Alternatively, you can also use helper functions available at idendrogram.targets
(to_altair
, to_plotly
, to_matplotlib
, to_json
).
import altair
altair.renderers.set_embed_options(actions=False)
pass
import scipy.cluster.hierarchy as sch
from sklearn.datasets import load_iris
import idendrogram
from matplotlib import pyplot as plt
# do the usual scipy hierarchical clustering
data = load_iris(as_frame=True)
linkage_matrix = sch.linkage(
data['data'], method='single', metric='euclidean'
)
flat_clusters = sch.fcluster(
linkage_matrix, t=0.8, criterion='distance'
)
#pass it to idendrogram and visualize
cl_data = idendrogram.ClusteringData(
linkage_matrix = linkage_matrix,
cluster_assignments = flat_clusters
)
idd = idendrogram.idendrogram()
idd.set_cluster_info(cl_data)
dendrogram = idd.create_dendrogram()
Altair¶
dendrogram.plot(
backend='altair',
height=200, width=629,
)
Plotly¶
dendrogram.plot(
backend='plotly',
height=400, width=650,
)
Matplotlib¶
dendrogram.plot(
backend='matplotlib',
height=300, width=750,
show_nodes=True
)
plt.show()
Compatibility differences¶
idendrogram aims to produce identical outputs no matter what the visualization frontend is used (visualization library defaults not withstanding). However, this is not always possible.

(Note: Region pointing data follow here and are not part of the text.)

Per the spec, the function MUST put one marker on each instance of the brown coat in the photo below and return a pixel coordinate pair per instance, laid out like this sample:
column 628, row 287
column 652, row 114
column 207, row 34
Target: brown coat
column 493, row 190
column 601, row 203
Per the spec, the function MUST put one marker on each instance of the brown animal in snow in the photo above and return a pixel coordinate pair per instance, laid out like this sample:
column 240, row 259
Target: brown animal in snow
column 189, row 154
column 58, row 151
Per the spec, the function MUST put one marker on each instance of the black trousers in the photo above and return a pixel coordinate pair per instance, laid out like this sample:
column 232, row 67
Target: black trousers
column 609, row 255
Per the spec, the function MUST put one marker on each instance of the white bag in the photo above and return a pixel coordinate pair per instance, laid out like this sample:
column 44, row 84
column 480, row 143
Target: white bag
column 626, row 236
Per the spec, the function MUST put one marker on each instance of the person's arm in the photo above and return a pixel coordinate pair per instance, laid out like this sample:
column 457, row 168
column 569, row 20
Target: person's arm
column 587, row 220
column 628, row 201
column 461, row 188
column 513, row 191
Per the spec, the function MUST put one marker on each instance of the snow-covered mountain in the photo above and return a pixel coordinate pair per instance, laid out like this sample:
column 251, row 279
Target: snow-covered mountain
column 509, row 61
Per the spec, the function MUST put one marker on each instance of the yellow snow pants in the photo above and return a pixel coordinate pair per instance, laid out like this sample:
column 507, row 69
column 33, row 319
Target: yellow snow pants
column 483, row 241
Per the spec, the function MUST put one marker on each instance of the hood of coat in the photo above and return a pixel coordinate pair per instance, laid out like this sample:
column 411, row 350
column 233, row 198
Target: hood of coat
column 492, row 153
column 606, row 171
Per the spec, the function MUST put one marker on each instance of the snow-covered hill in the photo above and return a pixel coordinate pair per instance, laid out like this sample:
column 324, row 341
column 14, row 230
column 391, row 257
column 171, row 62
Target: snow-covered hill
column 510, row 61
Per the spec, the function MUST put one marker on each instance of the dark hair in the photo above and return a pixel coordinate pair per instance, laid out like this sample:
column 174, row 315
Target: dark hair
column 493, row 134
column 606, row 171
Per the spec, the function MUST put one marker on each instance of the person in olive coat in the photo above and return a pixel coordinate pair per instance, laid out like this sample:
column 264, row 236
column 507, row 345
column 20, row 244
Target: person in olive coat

Some caveats include:
symlog
scale type is not supported by Plotly;ClusterLink.strokedash
property may need to be tweaked to achieve identically looking results among the libraries- Matplotlib functionality is limited to static charts; attempt is made to convert most size parameters to pixels (in line with Altair and Plotly), but some differences may remain.
In case idendrogram does not produce the required result out of the box, see Customizing other attributes section for guidance on how to make further customizations that fit your needs.